11 April 2022
Written by Bob Cooper
Athletes have surely suffered from chronic traumatic encephalopathy since at least 688 B.C. when boxing was introduced at the Ancient Greek Olympics. Yet it didn’t receive widespread recognition until after the ’00s when Pittsburgh forensic pathologist Bennet Omalu began investigating the link between repeated head trauma among NFL players and the degenerative brain disease. The 2015 film “Concussion,” in which Will Smith played Dr. Omalu as he fought the NFL’s attempts to dismiss his research, raised widespread awareness about the issue. The CTE-linked suicides of NFL stars Junior Seau, Aaron Hernandez, and Andre Waters drew further attention to these dangers.
The NFL finally acknowledged the link in 2016.

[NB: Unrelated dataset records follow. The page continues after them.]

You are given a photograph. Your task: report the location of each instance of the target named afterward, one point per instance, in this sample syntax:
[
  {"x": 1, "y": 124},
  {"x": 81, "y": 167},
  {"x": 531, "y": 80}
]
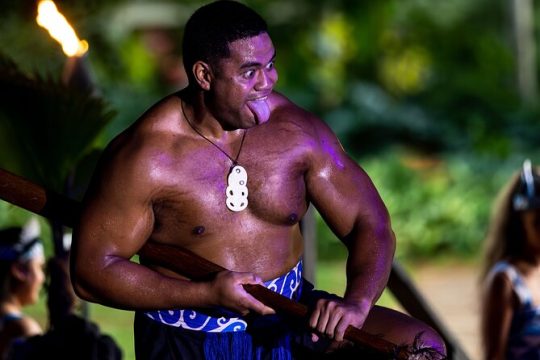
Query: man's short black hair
[{"x": 211, "y": 29}]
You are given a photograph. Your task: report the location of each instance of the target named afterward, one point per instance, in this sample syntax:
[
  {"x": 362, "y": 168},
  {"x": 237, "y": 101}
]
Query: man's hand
[
  {"x": 228, "y": 292},
  {"x": 331, "y": 317}
]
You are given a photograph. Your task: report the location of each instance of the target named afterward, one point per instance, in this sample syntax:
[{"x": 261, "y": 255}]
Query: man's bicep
[
  {"x": 116, "y": 219},
  {"x": 344, "y": 195}
]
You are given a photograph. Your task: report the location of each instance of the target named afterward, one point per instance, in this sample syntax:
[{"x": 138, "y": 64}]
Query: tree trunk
[{"x": 522, "y": 13}]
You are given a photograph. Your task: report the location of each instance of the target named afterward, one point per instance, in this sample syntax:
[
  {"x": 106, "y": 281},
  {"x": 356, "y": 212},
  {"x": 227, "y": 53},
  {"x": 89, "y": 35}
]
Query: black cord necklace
[{"x": 237, "y": 191}]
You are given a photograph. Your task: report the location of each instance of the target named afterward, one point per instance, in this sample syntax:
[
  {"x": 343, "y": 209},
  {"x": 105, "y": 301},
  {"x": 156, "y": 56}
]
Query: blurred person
[
  {"x": 21, "y": 273},
  {"x": 510, "y": 277},
  {"x": 226, "y": 168},
  {"x": 70, "y": 336}
]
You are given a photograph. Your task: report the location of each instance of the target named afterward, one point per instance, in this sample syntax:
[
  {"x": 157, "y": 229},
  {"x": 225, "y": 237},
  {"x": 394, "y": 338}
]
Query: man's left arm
[{"x": 348, "y": 201}]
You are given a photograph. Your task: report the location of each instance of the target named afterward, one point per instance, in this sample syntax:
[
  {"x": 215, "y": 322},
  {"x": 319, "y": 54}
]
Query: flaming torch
[{"x": 75, "y": 70}]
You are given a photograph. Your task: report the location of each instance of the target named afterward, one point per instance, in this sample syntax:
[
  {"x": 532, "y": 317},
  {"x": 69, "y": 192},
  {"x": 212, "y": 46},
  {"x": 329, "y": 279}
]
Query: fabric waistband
[{"x": 288, "y": 285}]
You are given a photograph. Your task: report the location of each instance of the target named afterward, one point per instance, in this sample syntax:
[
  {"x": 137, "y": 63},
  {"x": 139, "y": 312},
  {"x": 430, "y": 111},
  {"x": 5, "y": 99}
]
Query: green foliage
[
  {"x": 440, "y": 206},
  {"x": 46, "y": 127}
]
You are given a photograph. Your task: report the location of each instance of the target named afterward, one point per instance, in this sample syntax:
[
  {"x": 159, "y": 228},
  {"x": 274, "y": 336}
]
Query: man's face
[{"x": 243, "y": 82}]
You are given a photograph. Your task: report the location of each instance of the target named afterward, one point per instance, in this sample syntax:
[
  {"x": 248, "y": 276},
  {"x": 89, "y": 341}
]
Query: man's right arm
[{"x": 116, "y": 220}]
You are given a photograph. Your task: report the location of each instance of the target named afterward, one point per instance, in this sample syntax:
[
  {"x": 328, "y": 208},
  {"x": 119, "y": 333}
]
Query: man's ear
[
  {"x": 202, "y": 74},
  {"x": 19, "y": 271}
]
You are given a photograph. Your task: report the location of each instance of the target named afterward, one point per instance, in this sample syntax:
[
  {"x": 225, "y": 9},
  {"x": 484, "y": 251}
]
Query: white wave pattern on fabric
[{"x": 286, "y": 285}]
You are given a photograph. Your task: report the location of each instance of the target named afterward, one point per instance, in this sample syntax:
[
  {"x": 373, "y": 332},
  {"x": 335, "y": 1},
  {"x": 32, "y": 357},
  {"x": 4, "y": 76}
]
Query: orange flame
[{"x": 58, "y": 27}]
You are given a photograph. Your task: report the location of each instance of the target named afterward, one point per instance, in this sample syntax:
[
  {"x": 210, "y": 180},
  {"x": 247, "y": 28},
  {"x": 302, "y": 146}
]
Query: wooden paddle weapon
[{"x": 34, "y": 198}]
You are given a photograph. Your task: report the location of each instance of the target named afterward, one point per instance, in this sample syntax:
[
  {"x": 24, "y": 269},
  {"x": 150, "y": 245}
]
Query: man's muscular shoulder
[{"x": 143, "y": 150}]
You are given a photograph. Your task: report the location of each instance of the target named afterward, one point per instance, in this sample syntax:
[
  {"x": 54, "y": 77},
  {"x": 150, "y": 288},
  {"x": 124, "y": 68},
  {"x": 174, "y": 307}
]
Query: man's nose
[{"x": 265, "y": 80}]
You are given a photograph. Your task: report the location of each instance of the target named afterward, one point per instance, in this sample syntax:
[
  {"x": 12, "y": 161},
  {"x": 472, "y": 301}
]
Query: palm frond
[{"x": 45, "y": 126}]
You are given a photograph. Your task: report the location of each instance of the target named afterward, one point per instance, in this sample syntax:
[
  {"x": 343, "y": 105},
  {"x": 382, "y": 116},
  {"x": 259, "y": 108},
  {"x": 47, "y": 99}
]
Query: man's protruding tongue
[{"x": 261, "y": 110}]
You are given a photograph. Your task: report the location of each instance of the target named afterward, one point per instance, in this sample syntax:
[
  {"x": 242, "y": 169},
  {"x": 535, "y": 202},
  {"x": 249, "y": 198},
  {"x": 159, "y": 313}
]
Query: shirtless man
[{"x": 227, "y": 168}]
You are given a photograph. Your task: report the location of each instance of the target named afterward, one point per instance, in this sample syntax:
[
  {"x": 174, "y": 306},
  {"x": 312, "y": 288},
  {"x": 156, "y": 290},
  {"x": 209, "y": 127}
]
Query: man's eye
[{"x": 249, "y": 74}]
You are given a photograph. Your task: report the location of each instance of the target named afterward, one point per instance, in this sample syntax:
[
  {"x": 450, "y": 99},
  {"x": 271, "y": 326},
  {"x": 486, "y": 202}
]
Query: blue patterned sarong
[{"x": 288, "y": 285}]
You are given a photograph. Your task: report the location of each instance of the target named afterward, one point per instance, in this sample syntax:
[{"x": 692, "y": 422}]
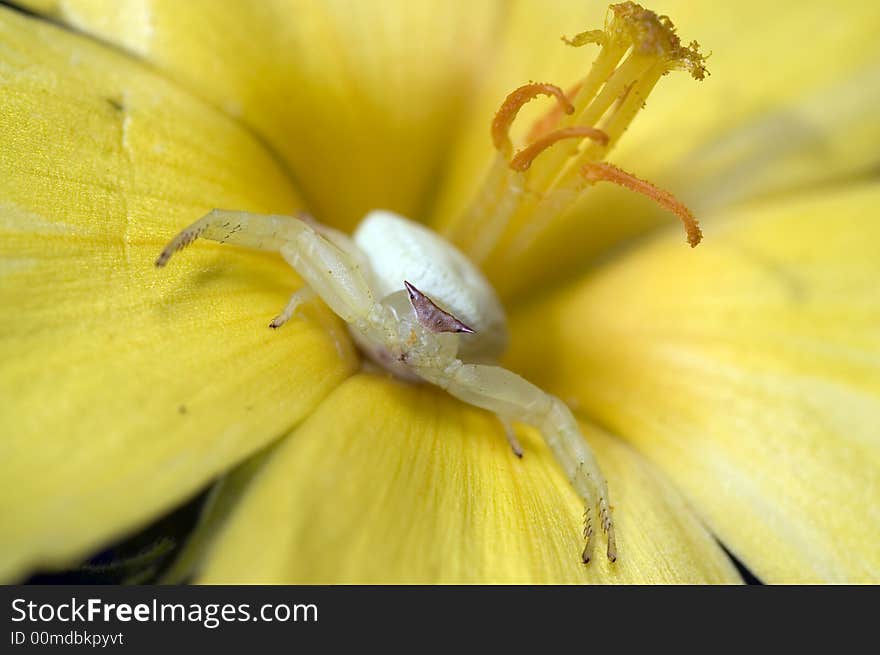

CTE is caused by repeated head trauma that often leads to mood and behavioral disorders and dementia. In 2017, researchers found CTE to be a root cause of death in 99% of former NFL players they examined. The league’s response has included new safety rules and improved helmets.
The growing awareness of the disease has led to rules and equipment changes in other contact sports while more than 3,000 athletes pledged to donate their brains for research upon their deaths. HealthMatch has compiled a list of 10 leading active and retired athletes who are among them.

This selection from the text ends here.